Disruption detection for COVID adjustment. UK protection insurers are still carrying COVID-period mortality experience in their base data and deciding how to weight it. The MDMx Bayes-factor disruption detection provides a principled way to identify that 2020–2021 were statistically exceptional in the HMD data, with a formal evidence measure rather than an actuarial judgment call. That is the kind of documented, transparent methodology the FCA’s governance concerns point toward.
Reinsurer and multi-market work. For Lloyd’s syndicates writing life or trade credit business in emerging markets, or for reinsurers pricing developing-country mortality risk, the MDMx model life table capability is directly useful. The summary indicator approach — mapping two observed mortality indicators to a complete age schedule — is designed exactly for populations with sparse data.
For standard UK term assurance or critical illness pricing from a UK composite: CMI tables remain the baseline, the CMI improvement model remains the projection tool, and Whittaker-Henderson graduation of insurer experience remains the A/E adjustment methodology. MDMx does not touch any of these. The infrastructure is regulatory (CMI is embedded in Lloyd’s and reinsurance treaty structures), commercial (reinsurance treaties reference CMI basis), and practical (CMI updates annually with a practitioner governance process that MDMx cannot replicate).
The missing package
Clark’s prior work — SVD-Comp, a related model — is on CRAN as SVDMx. MDMx has no published R or Python package as of the paper’s submission. There is no code to clone and run against your own data.
This matters for practitioners rather than academics. The Tucker decomposition itself is straightforward: tensorly v0.7+ in Python implements tucker with one function call. The domain wiring — HMD data parsing, logit($q_x$) transform, the three-stage fitting algorithm, the disruption detection with Laplace approximation, the hierarchical Kalman forecaster — is a substantial implementation project. We estimate a demonstration notebook at a day’s work; a production-quality library at a week or more.
We are watching for a package release. If Clark publishes MDMx in R or Python, the calculus changes and a library post becomes more valuable than this one.
Our position
MDMx is a well-constructed mortality forecasting framework with specific advantages over Lee-Carter that matter actuarially: structural sex coherence, age-pattern flexibility, and disruption detection with a formal evidence measure.
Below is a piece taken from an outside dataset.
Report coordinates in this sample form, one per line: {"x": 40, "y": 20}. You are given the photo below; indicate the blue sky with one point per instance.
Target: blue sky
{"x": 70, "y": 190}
The novelty claim is partly overstated — the Tucker decomposition lineage in mortality is 15 years old — but the unified four-task framework and the Kalman forecasting with hierarchical drift are real contributions.
For UK protection pricing teams, it is a benchmark tool. Use it to challenge your CMI improvement assumptions with an international reference, and to document your COVID-period adjustment decisions with something more principled than expert judgment. Do not expect it to replace any component of the CMI-based workflow, because that workflow is embedded in regulatory, reinsurance, and commercial infrastructure that will not move on the basis of a single arXiv preprint.
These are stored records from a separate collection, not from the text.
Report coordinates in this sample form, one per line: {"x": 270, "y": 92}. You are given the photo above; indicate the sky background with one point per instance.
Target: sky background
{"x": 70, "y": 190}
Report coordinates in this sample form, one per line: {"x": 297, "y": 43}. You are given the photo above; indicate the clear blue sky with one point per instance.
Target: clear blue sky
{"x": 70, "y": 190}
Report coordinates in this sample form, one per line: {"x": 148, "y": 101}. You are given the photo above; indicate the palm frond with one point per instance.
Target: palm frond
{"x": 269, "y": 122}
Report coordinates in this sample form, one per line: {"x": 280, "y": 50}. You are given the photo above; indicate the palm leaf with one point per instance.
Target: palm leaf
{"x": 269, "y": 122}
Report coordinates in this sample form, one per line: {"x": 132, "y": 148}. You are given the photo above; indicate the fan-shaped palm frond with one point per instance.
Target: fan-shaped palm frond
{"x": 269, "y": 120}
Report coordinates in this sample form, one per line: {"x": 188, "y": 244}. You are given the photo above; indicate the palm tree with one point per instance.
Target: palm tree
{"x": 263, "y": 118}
The FCA scrutiny is coming anyway. Having an internationally benchmarked mortality framework you can point to, when the Q3 2026 final report lands, is a better position than not having one.
arXiv:2603.20518 — “Multi-dimensional Mortality (MDMx)” — Samuel J. Clark, Ohio State University. Submitted 20 March 2026, revised 25 March 2026. No public package at time of writing; prior SVDMx is on CRAN.